OPINIONI

Le credenziali ESG non piacciono ad alcuni miliardari, ma ad acqua e emissioni sì

Mentre la narrativa di un pugno di multi-milionari è sempre più ossessionata da finte emergenze su censura e restrizioni, segnali di speranza arrivano sulle emergenze vere: come risorse precarie ed emissioni

Pochi giorni fa, il governo cileno del presidente Gabriel Boric, scelto dall’elettorato per il programma ecologista e di sinistra, ha deciso di far causa, attraverso una iniziativa del Consiglio di Difesa dello Stato, ai colossi globali dell’industria estrattiva BHP, Antofagasta e Albemarle per il consumo eccessivo di acqua collegato alle loro miniere di rame e litio (nel caso di Albemarle) nel Salar de Atacama.

L’esecutivo cileno sottolinea come le attività dei tre gruppi stiano deteriorando le falde acquifere del comprensorio Monturaqui-Negrillar-Tilopozo, con le miniere di rame di Zaldivar ed Escondida responsabili di aver prelevato quest’ultima 1.400 litri di acqua al secondo fino al 2019 e Zaldivar 212,75 litri al secondo in base a concessioni che arrivano fino al 2025.

Le attività di pompaggio delle salamoie e gli innumerevoli stagni di evaporazione del litio di Albemerle richiedono 16,9 litri al secondo, in base a concessioni fino al 2041: molto meno degli altri siti, ma una quantità non irrisoria, trattandosi del luogo più asciutto del pianeta.

I gruppi estrattivi avevano iniziato da prima del contenzioso a cercare misure di contenimento dell’eccesso di uso di acqua dolce, col crescente impiego di acqua proveniente dall’Oceano Pacifico: secondo l’agenzia nazionale per il rame cilena Cochilco sarà di oltre la metà dell’impiego totale a fine decennio.
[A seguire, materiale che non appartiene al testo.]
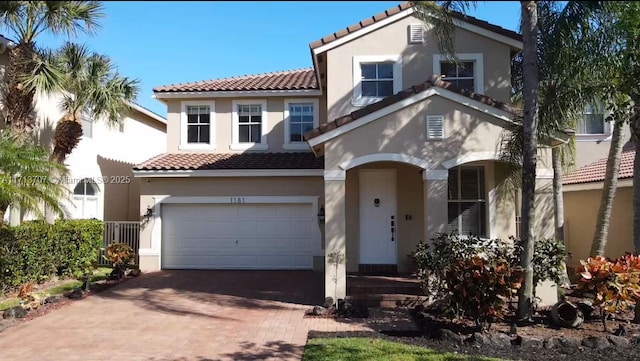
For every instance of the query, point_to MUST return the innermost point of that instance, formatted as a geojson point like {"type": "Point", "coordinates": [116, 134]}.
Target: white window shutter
{"type": "Point", "coordinates": [435, 127]}
{"type": "Point", "coordinates": [416, 34]}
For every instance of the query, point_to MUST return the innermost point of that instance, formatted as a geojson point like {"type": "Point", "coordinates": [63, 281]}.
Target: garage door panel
{"type": "Point", "coordinates": [237, 236]}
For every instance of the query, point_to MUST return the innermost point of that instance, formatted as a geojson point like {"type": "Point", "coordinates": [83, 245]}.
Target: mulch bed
{"type": "Point", "coordinates": [431, 325]}
{"type": "Point", "coordinates": [95, 288]}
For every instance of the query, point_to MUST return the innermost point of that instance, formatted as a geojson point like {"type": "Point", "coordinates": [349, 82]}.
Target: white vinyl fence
{"type": "Point", "coordinates": [120, 231]}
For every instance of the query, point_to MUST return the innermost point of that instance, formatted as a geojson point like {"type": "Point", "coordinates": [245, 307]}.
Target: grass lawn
{"type": "Point", "coordinates": [99, 274]}
{"type": "Point", "coordinates": [352, 349]}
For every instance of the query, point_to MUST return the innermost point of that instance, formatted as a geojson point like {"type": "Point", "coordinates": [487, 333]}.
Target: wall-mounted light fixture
{"type": "Point", "coordinates": [148, 213]}
{"type": "Point", "coordinates": [321, 214]}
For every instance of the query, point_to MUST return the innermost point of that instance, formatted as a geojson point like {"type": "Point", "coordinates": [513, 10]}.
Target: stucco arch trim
{"type": "Point", "coordinates": [385, 157]}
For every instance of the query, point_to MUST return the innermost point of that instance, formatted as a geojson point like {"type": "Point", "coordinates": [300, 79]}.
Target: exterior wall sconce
{"type": "Point", "coordinates": [321, 214]}
{"type": "Point", "coordinates": [148, 213]}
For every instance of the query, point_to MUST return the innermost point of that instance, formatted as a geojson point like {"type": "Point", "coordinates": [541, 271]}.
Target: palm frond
{"type": "Point", "coordinates": [438, 15]}
{"type": "Point", "coordinates": [28, 178]}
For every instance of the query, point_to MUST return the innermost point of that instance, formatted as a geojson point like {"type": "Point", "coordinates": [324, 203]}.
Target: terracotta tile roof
{"type": "Point", "coordinates": [222, 161]}
{"type": "Point", "coordinates": [433, 81]}
{"type": "Point", "coordinates": [398, 8]}
{"type": "Point", "coordinates": [596, 171]}
{"type": "Point", "coordinates": [296, 79]}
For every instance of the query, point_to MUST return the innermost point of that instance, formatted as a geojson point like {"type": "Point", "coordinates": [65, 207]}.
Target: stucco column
{"type": "Point", "coordinates": [435, 202]}
{"type": "Point", "coordinates": [335, 233]}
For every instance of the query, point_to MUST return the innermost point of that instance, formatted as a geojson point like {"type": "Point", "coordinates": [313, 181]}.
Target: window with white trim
{"type": "Point", "coordinates": [467, 73]}
{"type": "Point", "coordinates": [301, 116]}
{"type": "Point", "coordinates": [87, 127]}
{"type": "Point", "coordinates": [458, 74]}
{"type": "Point", "coordinates": [249, 125]}
{"type": "Point", "coordinates": [592, 122]}
{"type": "Point", "coordinates": [197, 125]}
{"type": "Point", "coordinates": [375, 78]}
{"type": "Point", "coordinates": [467, 201]}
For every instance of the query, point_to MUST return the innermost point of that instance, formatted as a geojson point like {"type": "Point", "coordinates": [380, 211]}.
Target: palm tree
{"type": "Point", "coordinates": [28, 71]}
{"type": "Point", "coordinates": [567, 85]}
{"type": "Point", "coordinates": [93, 88]}
{"type": "Point", "coordinates": [617, 39]}
{"type": "Point", "coordinates": [26, 177]}
{"type": "Point", "coordinates": [439, 15]}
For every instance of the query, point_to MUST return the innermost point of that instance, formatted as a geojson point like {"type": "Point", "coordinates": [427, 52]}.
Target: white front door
{"type": "Point", "coordinates": [378, 221]}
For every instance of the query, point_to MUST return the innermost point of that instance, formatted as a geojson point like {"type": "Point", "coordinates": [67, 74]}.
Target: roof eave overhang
{"type": "Point", "coordinates": [195, 173]}
{"type": "Point", "coordinates": [513, 43]}
{"type": "Point", "coordinates": [231, 94]}
{"type": "Point", "coordinates": [503, 116]}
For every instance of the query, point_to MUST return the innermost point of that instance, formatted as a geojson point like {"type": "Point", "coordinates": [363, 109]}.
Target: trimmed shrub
{"type": "Point", "coordinates": [120, 255]}
{"type": "Point", "coordinates": [473, 276]}
{"type": "Point", "coordinates": [613, 285]}
{"type": "Point", "coordinates": [35, 251]}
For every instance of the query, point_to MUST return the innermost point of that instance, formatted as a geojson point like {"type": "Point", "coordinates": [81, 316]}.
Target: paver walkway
{"type": "Point", "coordinates": [182, 315]}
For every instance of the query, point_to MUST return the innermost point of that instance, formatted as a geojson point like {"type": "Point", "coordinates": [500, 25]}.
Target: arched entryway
{"type": "Point", "coordinates": [85, 199]}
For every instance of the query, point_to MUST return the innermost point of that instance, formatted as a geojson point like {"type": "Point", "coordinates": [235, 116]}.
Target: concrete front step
{"type": "Point", "coordinates": [387, 300]}
{"type": "Point", "coordinates": [398, 289]}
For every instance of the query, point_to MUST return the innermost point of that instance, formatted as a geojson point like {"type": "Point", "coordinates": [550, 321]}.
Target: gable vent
{"type": "Point", "coordinates": [416, 34]}
{"type": "Point", "coordinates": [435, 127]}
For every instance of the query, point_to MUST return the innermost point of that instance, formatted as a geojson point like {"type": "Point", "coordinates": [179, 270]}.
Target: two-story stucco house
{"type": "Point", "coordinates": [383, 143]}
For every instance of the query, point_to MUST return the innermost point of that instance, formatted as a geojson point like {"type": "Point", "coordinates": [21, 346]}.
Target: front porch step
{"type": "Point", "coordinates": [387, 300]}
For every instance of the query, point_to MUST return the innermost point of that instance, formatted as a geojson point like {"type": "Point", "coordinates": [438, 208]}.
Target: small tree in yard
{"type": "Point", "coordinates": [120, 255]}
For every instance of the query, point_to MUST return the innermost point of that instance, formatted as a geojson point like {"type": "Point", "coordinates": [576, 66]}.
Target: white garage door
{"type": "Point", "coordinates": [237, 236]}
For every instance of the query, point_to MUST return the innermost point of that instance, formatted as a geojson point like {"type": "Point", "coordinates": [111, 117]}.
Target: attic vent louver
{"type": "Point", "coordinates": [416, 34]}
{"type": "Point", "coordinates": [435, 127]}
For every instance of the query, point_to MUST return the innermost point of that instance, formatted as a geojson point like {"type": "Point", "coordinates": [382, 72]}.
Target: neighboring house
{"type": "Point", "coordinates": [100, 179]}
{"type": "Point", "coordinates": [582, 192]}
{"type": "Point", "coordinates": [100, 167]}
{"type": "Point", "coordinates": [367, 153]}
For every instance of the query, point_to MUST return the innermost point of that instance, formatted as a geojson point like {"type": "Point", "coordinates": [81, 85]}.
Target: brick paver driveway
{"type": "Point", "coordinates": [177, 315]}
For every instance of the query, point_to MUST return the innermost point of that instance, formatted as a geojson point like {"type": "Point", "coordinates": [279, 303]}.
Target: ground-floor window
{"type": "Point", "coordinates": [467, 201]}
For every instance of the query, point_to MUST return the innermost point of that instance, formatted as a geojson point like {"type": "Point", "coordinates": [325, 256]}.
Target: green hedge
{"type": "Point", "coordinates": [35, 251]}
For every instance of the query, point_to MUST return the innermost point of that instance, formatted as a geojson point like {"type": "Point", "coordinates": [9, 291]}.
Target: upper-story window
{"type": "Point", "coordinates": [301, 116]}
{"type": "Point", "coordinates": [249, 125]}
{"type": "Point", "coordinates": [375, 78]}
{"type": "Point", "coordinates": [87, 127]}
{"type": "Point", "coordinates": [460, 74]}
{"type": "Point", "coordinates": [467, 73]}
{"type": "Point", "coordinates": [197, 128]}
{"type": "Point", "coordinates": [592, 121]}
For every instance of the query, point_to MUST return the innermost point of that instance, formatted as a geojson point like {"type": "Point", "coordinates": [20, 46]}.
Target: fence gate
{"type": "Point", "coordinates": [120, 231]}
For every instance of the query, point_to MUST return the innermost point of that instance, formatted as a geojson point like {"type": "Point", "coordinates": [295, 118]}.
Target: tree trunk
{"type": "Point", "coordinates": [601, 234]}
{"type": "Point", "coordinates": [635, 136]}
{"type": "Point", "coordinates": [529, 159]}
{"type": "Point", "coordinates": [558, 201]}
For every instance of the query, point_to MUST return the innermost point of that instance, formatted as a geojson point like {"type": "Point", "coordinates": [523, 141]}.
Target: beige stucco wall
{"type": "Point", "coordinates": [417, 61]}
{"type": "Point", "coordinates": [404, 132]}
{"type": "Point", "coordinates": [581, 213]}
{"type": "Point", "coordinates": [223, 122]}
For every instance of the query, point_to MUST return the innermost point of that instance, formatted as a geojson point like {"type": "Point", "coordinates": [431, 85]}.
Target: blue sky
{"type": "Point", "coordinates": [168, 42]}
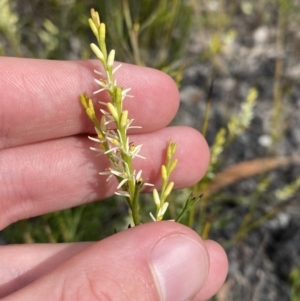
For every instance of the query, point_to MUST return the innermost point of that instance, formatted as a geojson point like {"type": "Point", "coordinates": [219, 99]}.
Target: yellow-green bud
{"type": "Point", "coordinates": [97, 52]}
{"type": "Point", "coordinates": [124, 118]}
{"type": "Point", "coordinates": [168, 190]}
{"type": "Point", "coordinates": [113, 111]}
{"type": "Point", "coordinates": [164, 174]}
{"type": "Point", "coordinates": [111, 59]}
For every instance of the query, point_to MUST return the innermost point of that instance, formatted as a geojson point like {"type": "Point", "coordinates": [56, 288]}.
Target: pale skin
{"type": "Point", "coordinates": [46, 165]}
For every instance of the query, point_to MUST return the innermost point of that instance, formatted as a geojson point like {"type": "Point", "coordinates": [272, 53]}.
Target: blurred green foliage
{"type": "Point", "coordinates": [156, 34]}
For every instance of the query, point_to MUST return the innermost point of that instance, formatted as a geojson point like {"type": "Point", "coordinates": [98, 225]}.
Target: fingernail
{"type": "Point", "coordinates": [179, 266]}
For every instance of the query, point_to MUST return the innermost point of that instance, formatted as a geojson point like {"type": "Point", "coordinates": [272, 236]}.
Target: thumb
{"type": "Point", "coordinates": [156, 261]}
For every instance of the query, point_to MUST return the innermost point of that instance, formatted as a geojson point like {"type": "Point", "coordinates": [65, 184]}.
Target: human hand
{"type": "Point", "coordinates": [46, 166]}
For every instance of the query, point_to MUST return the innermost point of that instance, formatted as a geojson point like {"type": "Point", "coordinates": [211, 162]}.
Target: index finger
{"type": "Point", "coordinates": [40, 98]}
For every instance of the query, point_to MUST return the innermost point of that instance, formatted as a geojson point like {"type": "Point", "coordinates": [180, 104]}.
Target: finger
{"type": "Point", "coordinates": [22, 264]}
{"type": "Point", "coordinates": [40, 98]}
{"type": "Point", "coordinates": [217, 271]}
{"type": "Point", "coordinates": [155, 261]}
{"type": "Point", "coordinates": [58, 174]}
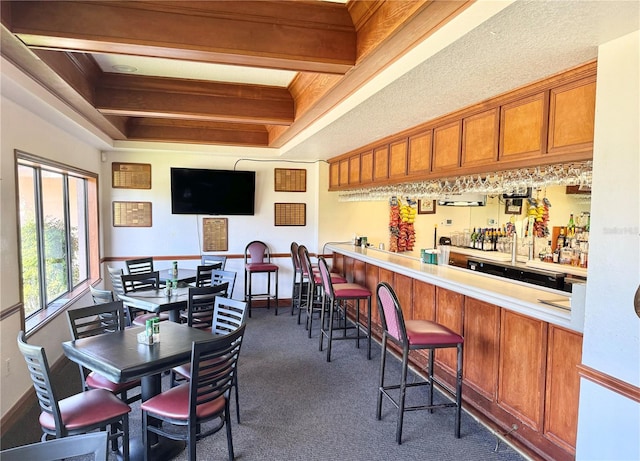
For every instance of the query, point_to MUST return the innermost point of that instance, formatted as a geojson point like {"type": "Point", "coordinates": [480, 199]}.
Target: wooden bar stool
{"type": "Point", "coordinates": [412, 335]}
{"type": "Point", "coordinates": [334, 297]}
{"type": "Point", "coordinates": [257, 260]}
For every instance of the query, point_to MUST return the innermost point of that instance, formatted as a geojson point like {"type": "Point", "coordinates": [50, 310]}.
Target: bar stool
{"type": "Point", "coordinates": [334, 297]}
{"type": "Point", "coordinates": [412, 335]}
{"type": "Point", "coordinates": [257, 260]}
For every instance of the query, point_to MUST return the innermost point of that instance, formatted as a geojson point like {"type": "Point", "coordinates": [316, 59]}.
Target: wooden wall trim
{"type": "Point", "coordinates": [613, 384]}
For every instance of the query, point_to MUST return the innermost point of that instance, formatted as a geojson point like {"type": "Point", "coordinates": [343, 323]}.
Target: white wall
{"type": "Point", "coordinates": [25, 131]}
{"type": "Point", "coordinates": [609, 424]}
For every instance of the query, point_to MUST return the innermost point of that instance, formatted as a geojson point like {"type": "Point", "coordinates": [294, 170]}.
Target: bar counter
{"type": "Point", "coordinates": [520, 297]}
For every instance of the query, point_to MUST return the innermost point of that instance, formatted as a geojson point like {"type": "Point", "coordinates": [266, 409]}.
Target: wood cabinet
{"type": "Point", "coordinates": [480, 138]}
{"type": "Point", "coordinates": [522, 367]}
{"type": "Point", "coordinates": [398, 159]}
{"type": "Point", "coordinates": [522, 128]}
{"type": "Point", "coordinates": [481, 347]}
{"type": "Point", "coordinates": [366, 167]}
{"type": "Point", "coordinates": [381, 163]}
{"type": "Point", "coordinates": [449, 307]}
{"type": "Point", "coordinates": [344, 172]}
{"type": "Point", "coordinates": [354, 170]}
{"type": "Point", "coordinates": [419, 161]}
{"type": "Point", "coordinates": [446, 147]}
{"type": "Point", "coordinates": [564, 354]}
{"type": "Point", "coordinates": [571, 117]}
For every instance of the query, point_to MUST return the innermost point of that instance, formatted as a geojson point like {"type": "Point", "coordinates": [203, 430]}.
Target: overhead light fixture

A inizio febbraio il gruppo cileno SQM aveva inoltre presentato all’agenzia cilena di Valutazione Ambientale un progetto da $778.000 per ridurre l’uso di acqua dolce.

Il secondo produttore mondiale di litio produce il metallo bianco pompando la salamoia da sotto il deserto nel nord del paese e concentrandola nel reticolo di piscine di evaporazione. L’obiettivo del progetto è limitare l’estrazione dell’acqua a 120 litri al secondo dai pozzi Mullay-1, Allana-1, Socaire-5 e CA-2015 entro il 2028.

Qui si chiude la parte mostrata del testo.